Why smart meters might not be so clever after all

 

theguardian.com - Smart meters will be widespread in the UK by the end of the decade, but has the government thought through the security ramifications?

 

Those whom the gods wish to destroy, they first make credulous. In the case of technology, especially technology involving computers, that's pretty easy to do. Quite why people are so overawed by computers when they are blase about, say, truly miraculous technologies such as high-speed trains, is a mystery that we will have to leave for another day. The only thing we need to remember is that when important people, for example government ministers, are confronted with what a sceptical friend of mine calls "computery" then they check in their brains at the door of the meeting room. From then on, credulity is their default setting.

 

In which state, they are easy meat for technological visionaries, evangelists and purveyors of snake oil. This would be touching if it weren't serious. Exhibit A in this regard is the government's plan for "smart meters". By 2020, more than 26 million British homes will have their old-style electricity and gas meters replaced by shiny new digital smart meters to monitor their gas and electricity usage.
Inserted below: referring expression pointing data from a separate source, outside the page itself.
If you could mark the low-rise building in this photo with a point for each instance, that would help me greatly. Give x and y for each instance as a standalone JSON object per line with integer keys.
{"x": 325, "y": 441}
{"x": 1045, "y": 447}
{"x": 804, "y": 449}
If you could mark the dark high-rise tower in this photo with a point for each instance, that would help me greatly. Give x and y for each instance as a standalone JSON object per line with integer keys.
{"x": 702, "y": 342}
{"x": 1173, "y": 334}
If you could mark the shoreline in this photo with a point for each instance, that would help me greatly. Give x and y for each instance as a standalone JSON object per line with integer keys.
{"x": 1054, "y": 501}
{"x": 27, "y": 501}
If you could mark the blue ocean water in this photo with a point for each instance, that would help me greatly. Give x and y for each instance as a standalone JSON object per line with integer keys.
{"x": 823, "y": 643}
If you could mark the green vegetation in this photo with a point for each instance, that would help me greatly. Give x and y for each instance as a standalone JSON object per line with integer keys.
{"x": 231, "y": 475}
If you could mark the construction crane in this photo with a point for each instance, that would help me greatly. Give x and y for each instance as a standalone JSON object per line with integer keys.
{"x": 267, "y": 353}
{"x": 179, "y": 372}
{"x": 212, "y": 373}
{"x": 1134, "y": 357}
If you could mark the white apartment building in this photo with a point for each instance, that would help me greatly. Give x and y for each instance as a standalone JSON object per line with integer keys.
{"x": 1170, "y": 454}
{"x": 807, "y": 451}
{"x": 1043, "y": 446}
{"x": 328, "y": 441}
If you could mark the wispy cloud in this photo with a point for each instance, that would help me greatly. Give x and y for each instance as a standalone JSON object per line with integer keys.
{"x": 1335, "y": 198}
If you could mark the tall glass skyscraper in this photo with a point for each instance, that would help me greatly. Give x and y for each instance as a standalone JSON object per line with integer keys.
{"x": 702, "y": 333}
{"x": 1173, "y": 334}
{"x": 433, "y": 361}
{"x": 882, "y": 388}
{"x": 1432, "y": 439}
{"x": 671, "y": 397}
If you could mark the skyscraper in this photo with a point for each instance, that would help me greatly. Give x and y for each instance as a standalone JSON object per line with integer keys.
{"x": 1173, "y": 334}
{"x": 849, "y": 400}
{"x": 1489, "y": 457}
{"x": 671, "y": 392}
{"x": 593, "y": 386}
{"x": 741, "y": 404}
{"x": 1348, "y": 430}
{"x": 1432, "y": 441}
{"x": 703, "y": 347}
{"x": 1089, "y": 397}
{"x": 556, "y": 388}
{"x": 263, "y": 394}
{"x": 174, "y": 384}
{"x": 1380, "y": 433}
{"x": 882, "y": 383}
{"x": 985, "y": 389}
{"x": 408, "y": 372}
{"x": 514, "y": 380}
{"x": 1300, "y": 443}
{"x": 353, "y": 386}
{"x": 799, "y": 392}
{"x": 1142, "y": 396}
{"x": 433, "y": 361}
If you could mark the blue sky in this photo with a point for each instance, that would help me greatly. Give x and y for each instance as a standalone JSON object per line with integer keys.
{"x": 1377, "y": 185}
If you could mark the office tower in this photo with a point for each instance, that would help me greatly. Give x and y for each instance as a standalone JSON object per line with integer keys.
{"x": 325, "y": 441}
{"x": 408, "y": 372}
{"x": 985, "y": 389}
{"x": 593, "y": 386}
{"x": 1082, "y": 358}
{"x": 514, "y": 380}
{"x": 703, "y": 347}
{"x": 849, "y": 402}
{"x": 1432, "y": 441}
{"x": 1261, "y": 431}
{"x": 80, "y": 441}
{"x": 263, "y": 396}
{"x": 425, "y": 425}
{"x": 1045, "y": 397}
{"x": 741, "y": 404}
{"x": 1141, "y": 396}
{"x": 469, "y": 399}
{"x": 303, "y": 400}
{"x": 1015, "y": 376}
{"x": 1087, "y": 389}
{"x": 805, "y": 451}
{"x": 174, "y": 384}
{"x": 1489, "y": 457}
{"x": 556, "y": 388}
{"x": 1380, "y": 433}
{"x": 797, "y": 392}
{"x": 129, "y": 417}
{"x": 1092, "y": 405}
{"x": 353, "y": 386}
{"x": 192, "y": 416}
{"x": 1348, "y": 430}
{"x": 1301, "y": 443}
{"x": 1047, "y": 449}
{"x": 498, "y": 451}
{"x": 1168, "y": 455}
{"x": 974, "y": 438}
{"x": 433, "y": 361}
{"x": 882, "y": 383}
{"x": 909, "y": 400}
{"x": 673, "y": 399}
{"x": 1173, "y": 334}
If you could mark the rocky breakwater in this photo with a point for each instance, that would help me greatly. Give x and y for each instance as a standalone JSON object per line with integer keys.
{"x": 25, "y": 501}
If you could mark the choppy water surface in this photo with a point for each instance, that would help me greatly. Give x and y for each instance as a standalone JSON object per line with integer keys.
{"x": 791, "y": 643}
In principle, this is an attractive idea. It will enable much greater flexibility in the way we generate, distribute and consume energy. The meters will tell consumers about their energy use on a minute-by-minute basis. They will enable utilities to charge different rates at different times of the day (higher in times of peak demand, lower when demand is slack) and thereby enable customers to make more informed choices about when they switch on devices. Dishwashers may one day come with a red button (for "do it now") and a green button (for "do it when electricity is cheaper"). The current legions of peripatetic meter readers will be redundant. There will be no more "estimated" meter readings. And so on.

 

So far so good. But there is another side to the smart-meter story. Inside each device is a sim card that enables it to communicate with the utility companies that supply the gas and electricity. This is how the utilities will always be able to supply an accurate meter reading. But it will also enable them remotely to terminate your supply if, for example, you fail to pay your bills on time. Which means – and here's the interesting bit – Kim Jong-un, the Chinese army or any number of unsavoury characters in the Middle East or Russia could do the same.

 

"The off switch creates information security problems of a kind, and on a scale, that the energy companies have not had to face before," writes Professor Ross Anderson, one of the country's leading experts on cyber-security, in an oft-cited analysis. "From the viewpoint of a cyber attacker – whether a hostile government agency, a terrorist organisation or even a militant environmental group – the ideal attack on a target country is to interrupt its citizens' electricity supply. This is the cyber equivalent of a nuclear strike; when electricity stops, then pretty soon everything else does too. Until now, the only plausible ways to do that involved attacks on critical generation, transmission and distribution assets, which are increasingly well defended. Smart meters change the game."

 

They do indeed. But the government is interestingly coy on the matter. The Department of Energy & Climate Change's response to the public consultation on smart meters has – rightly – a lot on privacy and data protection. But when it comes to the really big security issue, it lapses into the standard vague, patronising assurances. "In order to ensure the ongoing security of smart-meter systems," it burbles, "the government is taking a 'secure by design' approach, in which security concerns are considered and addressed at every stage throughout the development lifecycle. To support this approach, the government has produced security requirements to mitigate, within an agreed tolerance, the anticipated risks that the end-to-end smart metering system will introduce. These requirements provide for key security controls in areas such as the encryption of sensitive data, checks on the validity of critical commands sent within the system, and the tamper resistance of metering equipment (among other areas)."

 

Don't you just love that "secure by design" approach? The government is asking us to believe that a project involving subcontractors from a range of companies going around the country installing networked computing devices in 26 million properties will result in a secure system. This is the same government, incidentally, which is so hot on security that it paid contractors millions of pounds for electronically tagging criminals who were either in prison or dead. All that remains now is for G4S to get some of the smart-meter installation work.